Le songe de Soliveau

RVB de base«Biolay, LaitBio, Allah Noah ou snack-bar ! LaitBio au Paradis… tititit… » chantonnait Soliveau en se rendant au cabinet du Docteur Alonzo Tromondada. Manifestement, les éructations des deux histrions avaient dû le réconforter au lendemain de la splendide déculottée du 25 mai. Mais son teint blême et sa démarche titubante démentaient cet air primesautier de façade. « LaitBio le vol Noahar-désir des corbeaux sur la peineueu… Sur Le Peneueueu » poursuivit-il en poursuivant également l’huissier impassible qui frappait à la porte du psychiatre. La Conscience permuta les caméras, afin que nous puissions bénéficier, avec l’accord d’Alonzo, de la séance qui allait s’ensuivre.

« Sire ! Quoi donc vous amène céans de si bon matin ? », s’enquit le psychiatre. « Oh ! Que je voudrais avoir les cheveux gras et épais, la lippe gourmande et l’air efféminé ! » couina le roi, « ou alors porter un chapeau, avoir la peau sombre et les incisives du beau nœud-nœud-neur, contempler la France du haut des montagnes suisses… Avoir été champion de tennis ! » Tromondada eut brièvement l’air éberlué, mais, se reprenant : « Mmmm… Je vois. Installez-vous sur le divan et détendez-vous. » S’ensuivit un moment de silence, puis le monarque susurra : « Beau dès le matin, beau su’l’midi, encore beau le soir. » Et tout soudain il se recroquevilla en hurlant : « Les corbeaux ! Les corbeaux ! Ils volent en vol noir sur Le Pen ! Autour, autours, vautours ! » Alonzo grommela à notre intention : « Et paf ! Un nouveau délire ! »
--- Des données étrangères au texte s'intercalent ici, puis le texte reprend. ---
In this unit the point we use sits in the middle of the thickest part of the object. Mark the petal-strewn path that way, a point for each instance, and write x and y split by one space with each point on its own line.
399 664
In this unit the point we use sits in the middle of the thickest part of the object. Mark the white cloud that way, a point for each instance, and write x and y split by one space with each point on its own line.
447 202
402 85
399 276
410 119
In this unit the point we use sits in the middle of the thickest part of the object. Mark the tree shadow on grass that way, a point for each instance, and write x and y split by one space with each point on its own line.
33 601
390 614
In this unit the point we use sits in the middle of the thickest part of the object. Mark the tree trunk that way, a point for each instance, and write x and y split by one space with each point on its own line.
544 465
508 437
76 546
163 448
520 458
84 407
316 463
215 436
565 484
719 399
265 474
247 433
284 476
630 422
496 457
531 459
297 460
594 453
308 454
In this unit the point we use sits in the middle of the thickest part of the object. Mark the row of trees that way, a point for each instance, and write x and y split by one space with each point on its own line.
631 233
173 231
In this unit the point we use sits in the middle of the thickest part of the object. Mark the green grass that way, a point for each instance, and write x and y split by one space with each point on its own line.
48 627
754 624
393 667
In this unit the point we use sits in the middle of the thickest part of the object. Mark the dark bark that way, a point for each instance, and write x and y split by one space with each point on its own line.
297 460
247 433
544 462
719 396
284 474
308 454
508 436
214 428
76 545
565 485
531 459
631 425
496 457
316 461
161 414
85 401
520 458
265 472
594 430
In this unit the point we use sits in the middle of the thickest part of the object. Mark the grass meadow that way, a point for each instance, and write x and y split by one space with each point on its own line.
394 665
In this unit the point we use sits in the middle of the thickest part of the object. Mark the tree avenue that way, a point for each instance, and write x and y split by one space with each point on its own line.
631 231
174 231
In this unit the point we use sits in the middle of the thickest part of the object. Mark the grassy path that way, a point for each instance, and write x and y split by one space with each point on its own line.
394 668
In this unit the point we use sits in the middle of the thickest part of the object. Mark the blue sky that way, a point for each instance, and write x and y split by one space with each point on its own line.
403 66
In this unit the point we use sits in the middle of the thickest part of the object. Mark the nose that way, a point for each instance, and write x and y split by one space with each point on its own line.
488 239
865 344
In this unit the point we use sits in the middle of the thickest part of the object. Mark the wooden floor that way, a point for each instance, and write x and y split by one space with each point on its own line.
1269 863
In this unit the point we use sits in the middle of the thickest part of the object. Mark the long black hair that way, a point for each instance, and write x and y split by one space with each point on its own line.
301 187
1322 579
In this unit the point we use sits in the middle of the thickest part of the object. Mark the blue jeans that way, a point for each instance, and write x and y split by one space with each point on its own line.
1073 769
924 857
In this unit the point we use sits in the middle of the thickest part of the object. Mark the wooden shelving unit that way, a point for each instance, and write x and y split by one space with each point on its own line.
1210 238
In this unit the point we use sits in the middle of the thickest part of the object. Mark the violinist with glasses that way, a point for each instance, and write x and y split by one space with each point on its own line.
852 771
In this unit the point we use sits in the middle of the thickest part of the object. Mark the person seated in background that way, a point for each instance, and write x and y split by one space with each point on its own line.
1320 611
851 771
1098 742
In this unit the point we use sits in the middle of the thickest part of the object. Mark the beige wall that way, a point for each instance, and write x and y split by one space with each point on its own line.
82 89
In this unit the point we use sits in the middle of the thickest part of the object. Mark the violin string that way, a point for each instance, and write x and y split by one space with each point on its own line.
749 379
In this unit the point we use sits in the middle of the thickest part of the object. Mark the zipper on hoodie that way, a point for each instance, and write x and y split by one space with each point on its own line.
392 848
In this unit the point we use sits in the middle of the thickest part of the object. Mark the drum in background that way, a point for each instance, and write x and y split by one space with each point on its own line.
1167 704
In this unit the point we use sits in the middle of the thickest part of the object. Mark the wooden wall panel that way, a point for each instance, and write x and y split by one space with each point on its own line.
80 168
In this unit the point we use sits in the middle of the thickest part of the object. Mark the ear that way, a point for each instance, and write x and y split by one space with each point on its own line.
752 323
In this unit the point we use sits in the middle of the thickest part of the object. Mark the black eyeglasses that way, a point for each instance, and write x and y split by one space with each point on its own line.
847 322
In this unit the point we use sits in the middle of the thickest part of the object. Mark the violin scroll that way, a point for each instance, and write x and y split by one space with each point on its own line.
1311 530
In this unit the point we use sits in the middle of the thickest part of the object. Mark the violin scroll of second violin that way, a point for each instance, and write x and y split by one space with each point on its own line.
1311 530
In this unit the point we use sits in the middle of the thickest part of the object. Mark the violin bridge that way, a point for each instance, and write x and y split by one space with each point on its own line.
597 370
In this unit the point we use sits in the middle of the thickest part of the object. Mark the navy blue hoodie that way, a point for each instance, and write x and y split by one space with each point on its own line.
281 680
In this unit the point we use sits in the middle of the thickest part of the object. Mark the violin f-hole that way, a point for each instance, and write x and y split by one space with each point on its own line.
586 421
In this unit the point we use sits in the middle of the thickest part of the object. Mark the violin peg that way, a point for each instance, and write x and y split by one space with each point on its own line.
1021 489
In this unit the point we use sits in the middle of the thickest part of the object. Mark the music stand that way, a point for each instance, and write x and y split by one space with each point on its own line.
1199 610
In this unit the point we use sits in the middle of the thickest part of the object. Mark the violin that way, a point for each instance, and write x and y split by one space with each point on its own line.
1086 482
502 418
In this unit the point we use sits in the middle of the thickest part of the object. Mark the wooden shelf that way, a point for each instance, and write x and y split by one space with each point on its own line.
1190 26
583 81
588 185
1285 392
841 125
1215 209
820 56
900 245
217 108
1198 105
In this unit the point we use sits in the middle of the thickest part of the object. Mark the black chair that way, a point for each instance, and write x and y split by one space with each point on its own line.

« Oh mais ! reprit Soliveau, heureusement nos militants de l’éducation nationâââle tiennent les lycéens ! Vous avez vu, hein, docteur ? Ils n’étaient que cinq cents mais pour un prompt renfort,  des garçons en jupon se retrouvèrent cinq mille à confondre les corps, et ils ont fustigé les corbeaux ! » La Conscience ricana : « Freud serait content : après l’Homme aux Loups, voilà l’Homme aux Corbeaux ! » « Yes, Docteur Freux, répondis-je, mais cinq-mille ! Leurs troupes sont réduites à rien, eh eh ! Et c’est très bien ! » Tromondada : « Des corbeaux ? Que nous vaut le genre Corvus ? » « Les Corneille ! Le Cid ? l’Acide, Alcide ! » « Fort bien, rétorqua le psy, que vous suggèrent ces animaux ?»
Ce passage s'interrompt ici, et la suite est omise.